Further we read out 5 bits (0b00101 = 0d5) which define reverse bias. In our case this number 5. From table 2 clear that we should consider 1 additional bit. We read out it upside-down. It turned out 1 (0d1). We add this number to the minimum distance from a column 3. And it follows from this that our reverse bias is equal 7 + 1 = 8.

What does it mean? For example, we considered 9 values: 0 255 153 0 255 0 0 153 255. The return distance shows, on how many values we should be displaced in this flow back, i.e. we will be on the second value — 255. Length which at us is equal 3 shows that we should take 3 values in from a data stream, since value on which we stand, i.e. 255 153 0. If length is more, than shift, then we return to an initial position and we read out again in an initial order until we consider the amount of values equal to length.
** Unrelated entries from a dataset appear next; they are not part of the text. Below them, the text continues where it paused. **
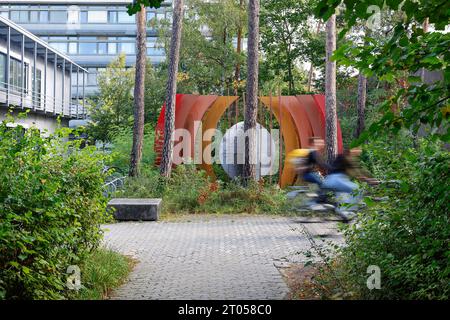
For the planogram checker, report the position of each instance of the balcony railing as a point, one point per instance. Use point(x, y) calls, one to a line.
point(22, 98)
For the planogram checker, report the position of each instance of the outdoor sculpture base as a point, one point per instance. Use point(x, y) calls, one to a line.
point(136, 209)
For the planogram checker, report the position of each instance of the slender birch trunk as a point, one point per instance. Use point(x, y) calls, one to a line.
point(139, 92)
point(330, 92)
point(174, 58)
point(361, 104)
point(252, 91)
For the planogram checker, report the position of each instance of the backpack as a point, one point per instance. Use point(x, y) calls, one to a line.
point(298, 160)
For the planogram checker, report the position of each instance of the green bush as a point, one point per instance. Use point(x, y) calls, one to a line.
point(51, 207)
point(102, 271)
point(122, 143)
point(408, 237)
point(233, 197)
point(184, 188)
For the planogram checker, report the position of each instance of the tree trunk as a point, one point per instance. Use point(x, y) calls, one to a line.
point(251, 107)
point(232, 112)
point(169, 119)
point(311, 68)
point(361, 104)
point(139, 92)
point(330, 92)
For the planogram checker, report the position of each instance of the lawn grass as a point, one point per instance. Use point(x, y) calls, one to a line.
point(103, 271)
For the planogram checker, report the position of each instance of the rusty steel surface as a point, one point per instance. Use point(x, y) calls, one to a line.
point(288, 133)
point(300, 117)
point(209, 123)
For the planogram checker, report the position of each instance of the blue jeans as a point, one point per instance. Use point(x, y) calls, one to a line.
point(345, 189)
point(313, 177)
point(339, 182)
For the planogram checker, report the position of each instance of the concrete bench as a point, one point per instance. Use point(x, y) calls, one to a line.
point(136, 209)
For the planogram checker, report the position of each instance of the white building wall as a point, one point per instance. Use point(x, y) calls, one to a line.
point(47, 83)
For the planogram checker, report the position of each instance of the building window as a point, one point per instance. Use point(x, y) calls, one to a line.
point(73, 47)
point(34, 16)
point(19, 16)
point(123, 17)
point(97, 16)
point(61, 46)
point(2, 70)
point(112, 16)
point(112, 48)
point(43, 16)
point(87, 48)
point(15, 76)
point(37, 87)
point(127, 48)
point(102, 48)
point(58, 16)
point(92, 77)
point(83, 16)
point(73, 16)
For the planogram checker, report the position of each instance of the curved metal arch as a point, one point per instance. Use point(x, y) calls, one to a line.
point(210, 121)
point(288, 132)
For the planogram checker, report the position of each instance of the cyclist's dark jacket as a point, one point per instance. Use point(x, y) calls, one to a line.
point(313, 161)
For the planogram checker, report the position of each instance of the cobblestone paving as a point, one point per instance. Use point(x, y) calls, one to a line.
point(213, 258)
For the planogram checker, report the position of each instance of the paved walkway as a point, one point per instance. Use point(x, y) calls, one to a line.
point(226, 257)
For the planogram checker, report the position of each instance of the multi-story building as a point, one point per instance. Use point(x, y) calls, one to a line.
point(91, 32)
point(37, 78)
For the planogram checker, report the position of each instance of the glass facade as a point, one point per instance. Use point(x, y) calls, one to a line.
point(92, 35)
point(101, 45)
point(16, 82)
point(74, 14)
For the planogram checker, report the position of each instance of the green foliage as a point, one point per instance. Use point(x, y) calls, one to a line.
point(407, 51)
point(207, 63)
point(122, 142)
point(184, 189)
point(254, 198)
point(102, 271)
point(112, 109)
point(285, 37)
point(51, 207)
point(155, 91)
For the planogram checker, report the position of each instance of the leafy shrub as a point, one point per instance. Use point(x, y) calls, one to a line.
point(408, 237)
point(184, 188)
point(122, 143)
point(51, 207)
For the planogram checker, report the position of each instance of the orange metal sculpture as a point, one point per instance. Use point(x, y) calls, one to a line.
point(300, 117)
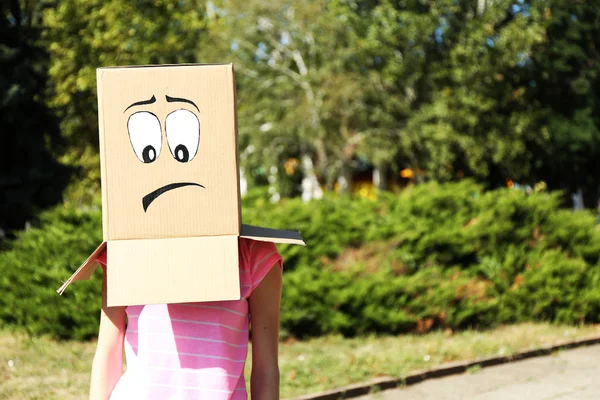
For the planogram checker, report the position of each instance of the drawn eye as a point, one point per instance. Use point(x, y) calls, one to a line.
point(145, 136)
point(183, 134)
Let's say at us length 7 turned out, and reverse bias is equal to 2. We are displaced on 2 values, i.e. our position on penultimate number — 153. The sequence which turned out is equal to 153 255 153 255 153 255 153. Eventually, when the raspakovshchik reads out the next fixed value equal to zero, it completes the work.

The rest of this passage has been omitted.